On the walk home today i was puzzled by my continued existence. i felt that i had made a mistake prolonging my useless and unnecessary existence beyond, well, 1976, but especially last winter. However, as i made my morose way round the supermarket, looking for apples and green tea and washing powder, i reflected that, in an initiatory sense, black feelings are appropriate and valuable. If one takes initiation as the accessing of greater powers, the escape from the merely everyday self, then it cannot but be an uncomfortable and unnerving process; and anything which serves to unsettle and crush the ordinary self should be regarded as a gift from the interested powers.
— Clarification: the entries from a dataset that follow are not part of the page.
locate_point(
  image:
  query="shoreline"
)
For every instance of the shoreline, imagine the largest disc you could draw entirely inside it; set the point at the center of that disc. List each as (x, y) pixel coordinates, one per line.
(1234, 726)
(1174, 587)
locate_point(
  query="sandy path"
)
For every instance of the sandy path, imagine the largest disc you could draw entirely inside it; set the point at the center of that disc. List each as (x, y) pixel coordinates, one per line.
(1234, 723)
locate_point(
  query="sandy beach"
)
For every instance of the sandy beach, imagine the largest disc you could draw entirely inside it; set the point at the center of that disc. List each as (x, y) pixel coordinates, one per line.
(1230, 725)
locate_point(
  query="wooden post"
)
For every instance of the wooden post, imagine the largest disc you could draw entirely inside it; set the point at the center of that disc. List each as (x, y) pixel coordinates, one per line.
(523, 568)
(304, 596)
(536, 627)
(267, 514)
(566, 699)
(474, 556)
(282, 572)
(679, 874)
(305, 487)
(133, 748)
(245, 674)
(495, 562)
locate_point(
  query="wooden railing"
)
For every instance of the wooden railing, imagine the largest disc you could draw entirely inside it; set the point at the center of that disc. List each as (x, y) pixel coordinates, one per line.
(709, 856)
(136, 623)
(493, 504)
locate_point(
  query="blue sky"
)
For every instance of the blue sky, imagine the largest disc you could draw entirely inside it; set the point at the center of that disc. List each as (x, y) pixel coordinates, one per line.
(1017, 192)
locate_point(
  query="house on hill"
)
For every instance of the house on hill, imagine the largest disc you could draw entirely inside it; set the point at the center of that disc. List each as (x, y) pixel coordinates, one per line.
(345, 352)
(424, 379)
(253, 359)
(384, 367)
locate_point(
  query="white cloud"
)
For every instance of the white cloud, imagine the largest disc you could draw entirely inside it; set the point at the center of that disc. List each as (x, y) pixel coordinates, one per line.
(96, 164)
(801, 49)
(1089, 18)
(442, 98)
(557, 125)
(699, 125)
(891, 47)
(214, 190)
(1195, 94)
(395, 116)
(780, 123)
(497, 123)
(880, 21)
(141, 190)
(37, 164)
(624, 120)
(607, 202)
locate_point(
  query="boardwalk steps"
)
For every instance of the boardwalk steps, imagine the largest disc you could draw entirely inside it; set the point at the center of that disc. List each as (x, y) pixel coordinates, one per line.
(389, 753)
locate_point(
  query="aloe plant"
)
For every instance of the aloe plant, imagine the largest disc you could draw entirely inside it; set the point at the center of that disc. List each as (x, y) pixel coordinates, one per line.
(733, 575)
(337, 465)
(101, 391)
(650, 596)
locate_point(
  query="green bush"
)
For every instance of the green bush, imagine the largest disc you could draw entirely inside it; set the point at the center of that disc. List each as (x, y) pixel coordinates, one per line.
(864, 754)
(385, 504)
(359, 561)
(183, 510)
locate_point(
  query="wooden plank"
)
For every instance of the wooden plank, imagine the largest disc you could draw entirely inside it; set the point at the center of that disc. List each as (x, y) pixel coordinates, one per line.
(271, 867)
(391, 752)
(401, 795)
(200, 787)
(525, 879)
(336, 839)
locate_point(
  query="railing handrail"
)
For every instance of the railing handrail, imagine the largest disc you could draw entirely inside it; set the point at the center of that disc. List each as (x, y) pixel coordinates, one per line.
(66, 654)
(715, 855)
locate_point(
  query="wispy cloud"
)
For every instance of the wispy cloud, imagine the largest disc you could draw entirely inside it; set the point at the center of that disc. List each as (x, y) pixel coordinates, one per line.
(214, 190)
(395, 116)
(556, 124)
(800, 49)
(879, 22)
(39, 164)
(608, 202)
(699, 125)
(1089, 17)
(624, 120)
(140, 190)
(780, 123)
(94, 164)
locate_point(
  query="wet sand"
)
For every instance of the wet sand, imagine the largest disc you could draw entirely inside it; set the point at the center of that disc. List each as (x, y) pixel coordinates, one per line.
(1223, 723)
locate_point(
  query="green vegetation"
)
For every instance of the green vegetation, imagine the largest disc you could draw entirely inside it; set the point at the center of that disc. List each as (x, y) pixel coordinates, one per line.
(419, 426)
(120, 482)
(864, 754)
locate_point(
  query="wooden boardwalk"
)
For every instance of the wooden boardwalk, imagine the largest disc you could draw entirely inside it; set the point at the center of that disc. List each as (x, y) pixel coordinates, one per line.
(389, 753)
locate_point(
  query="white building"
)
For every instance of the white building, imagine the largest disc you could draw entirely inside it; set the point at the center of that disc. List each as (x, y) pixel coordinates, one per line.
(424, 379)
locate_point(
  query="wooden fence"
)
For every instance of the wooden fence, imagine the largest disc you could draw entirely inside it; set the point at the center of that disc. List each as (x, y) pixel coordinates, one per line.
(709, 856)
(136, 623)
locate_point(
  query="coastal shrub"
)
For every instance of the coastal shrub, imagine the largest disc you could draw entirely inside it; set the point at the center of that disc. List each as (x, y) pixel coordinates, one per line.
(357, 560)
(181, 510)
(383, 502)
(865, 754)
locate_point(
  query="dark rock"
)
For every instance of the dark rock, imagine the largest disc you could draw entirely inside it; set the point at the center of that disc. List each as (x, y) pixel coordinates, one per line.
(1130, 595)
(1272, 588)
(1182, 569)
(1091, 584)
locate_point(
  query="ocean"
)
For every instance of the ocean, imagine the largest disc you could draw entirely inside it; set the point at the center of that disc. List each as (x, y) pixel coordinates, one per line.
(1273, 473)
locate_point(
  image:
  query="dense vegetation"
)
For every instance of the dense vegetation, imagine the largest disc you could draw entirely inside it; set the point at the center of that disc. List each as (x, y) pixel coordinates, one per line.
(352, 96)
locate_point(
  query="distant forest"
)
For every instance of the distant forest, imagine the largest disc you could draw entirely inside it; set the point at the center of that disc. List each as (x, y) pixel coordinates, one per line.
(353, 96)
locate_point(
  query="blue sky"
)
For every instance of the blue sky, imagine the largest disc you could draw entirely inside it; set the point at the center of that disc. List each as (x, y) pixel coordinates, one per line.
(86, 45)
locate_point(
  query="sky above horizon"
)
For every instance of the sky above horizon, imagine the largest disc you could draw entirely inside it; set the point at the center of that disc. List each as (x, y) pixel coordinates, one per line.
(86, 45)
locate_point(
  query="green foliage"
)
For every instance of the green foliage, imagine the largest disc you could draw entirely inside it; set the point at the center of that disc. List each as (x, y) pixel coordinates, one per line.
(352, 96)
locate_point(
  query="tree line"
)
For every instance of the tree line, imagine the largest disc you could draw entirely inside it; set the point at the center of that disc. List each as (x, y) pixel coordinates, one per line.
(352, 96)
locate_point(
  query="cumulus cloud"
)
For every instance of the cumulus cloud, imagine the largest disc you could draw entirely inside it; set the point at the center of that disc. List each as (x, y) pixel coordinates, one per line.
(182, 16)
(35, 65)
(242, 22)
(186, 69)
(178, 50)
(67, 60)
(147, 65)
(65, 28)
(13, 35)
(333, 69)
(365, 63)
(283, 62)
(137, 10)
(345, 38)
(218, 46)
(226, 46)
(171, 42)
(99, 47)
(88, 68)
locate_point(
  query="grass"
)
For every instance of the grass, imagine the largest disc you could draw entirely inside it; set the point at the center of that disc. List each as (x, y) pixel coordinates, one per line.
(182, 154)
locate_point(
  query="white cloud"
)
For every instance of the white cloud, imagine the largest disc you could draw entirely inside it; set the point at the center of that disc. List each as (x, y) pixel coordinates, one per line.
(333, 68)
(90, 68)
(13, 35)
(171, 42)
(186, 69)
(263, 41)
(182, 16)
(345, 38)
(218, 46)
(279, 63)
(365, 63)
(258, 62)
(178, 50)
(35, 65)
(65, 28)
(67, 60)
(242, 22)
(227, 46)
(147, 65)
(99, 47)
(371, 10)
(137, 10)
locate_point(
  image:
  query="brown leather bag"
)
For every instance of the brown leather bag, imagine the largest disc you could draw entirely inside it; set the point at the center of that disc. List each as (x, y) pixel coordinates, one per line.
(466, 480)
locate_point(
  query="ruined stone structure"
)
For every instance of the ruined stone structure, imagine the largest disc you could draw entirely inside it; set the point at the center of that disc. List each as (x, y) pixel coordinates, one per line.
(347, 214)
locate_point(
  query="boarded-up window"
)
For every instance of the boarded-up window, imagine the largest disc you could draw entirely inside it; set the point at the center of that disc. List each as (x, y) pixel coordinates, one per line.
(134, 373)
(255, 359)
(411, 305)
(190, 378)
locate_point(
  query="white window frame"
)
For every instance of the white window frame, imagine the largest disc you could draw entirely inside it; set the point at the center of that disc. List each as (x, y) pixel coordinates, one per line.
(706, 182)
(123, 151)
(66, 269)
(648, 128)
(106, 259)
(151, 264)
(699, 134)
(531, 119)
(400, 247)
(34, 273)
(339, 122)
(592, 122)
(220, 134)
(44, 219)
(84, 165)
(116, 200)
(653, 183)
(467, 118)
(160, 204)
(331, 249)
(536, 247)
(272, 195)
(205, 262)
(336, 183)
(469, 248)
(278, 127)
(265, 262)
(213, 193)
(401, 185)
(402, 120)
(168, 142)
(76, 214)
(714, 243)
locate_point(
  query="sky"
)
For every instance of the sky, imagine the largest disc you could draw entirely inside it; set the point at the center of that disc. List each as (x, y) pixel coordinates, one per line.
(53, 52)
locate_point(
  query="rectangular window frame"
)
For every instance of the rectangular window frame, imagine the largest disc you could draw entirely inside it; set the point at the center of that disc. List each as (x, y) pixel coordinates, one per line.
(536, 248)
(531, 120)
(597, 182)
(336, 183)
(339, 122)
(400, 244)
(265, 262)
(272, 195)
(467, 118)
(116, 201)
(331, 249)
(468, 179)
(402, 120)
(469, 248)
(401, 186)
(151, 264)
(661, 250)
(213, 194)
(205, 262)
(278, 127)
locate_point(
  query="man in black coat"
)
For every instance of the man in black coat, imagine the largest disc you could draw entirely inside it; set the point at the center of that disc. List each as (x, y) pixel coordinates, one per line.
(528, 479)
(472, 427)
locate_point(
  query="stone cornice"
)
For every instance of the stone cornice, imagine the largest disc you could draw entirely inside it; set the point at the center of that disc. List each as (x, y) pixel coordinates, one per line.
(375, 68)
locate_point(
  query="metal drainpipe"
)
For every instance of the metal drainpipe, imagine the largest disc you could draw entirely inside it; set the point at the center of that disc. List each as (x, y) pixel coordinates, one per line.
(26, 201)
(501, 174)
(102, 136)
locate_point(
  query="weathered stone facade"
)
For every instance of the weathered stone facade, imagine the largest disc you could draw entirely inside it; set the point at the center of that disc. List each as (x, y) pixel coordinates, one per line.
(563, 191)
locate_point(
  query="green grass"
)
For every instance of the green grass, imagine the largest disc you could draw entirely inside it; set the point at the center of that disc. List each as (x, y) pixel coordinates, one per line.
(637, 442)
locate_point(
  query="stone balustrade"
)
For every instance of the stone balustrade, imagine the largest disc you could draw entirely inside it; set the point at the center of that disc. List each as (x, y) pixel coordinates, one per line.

There are two principle reactions to the kind of intense discomfort i felt today: one can shore up the self with anger or reminders of one’s own gifts (“okay, I’m shit at this but I’m good at other things”); or one can simply exit the self, regarding it rightly as of no value, as a useless, irredeemable mess. The former is easier, more “natural”, and reinforces the extant self in its complacent self-regard and estimation; the latter is unnatural, and difficult to manage without morbid exaggeration or self-pity – however, if you can coolly regard yourself as a thing without value, something that should not exist, and then strive to escape this mess – without physically dying – then you can get somewhere. It is a kind of suicide, but of the superficial personality rather than the body. It is a sacrifice of oneself to oneself – and therefore to the old gallows god, crowfather, one-eye, grim master and hard friend, who gave himself first, to himself, on that tree on which we all variously hang, in our little wisdom, wanting more.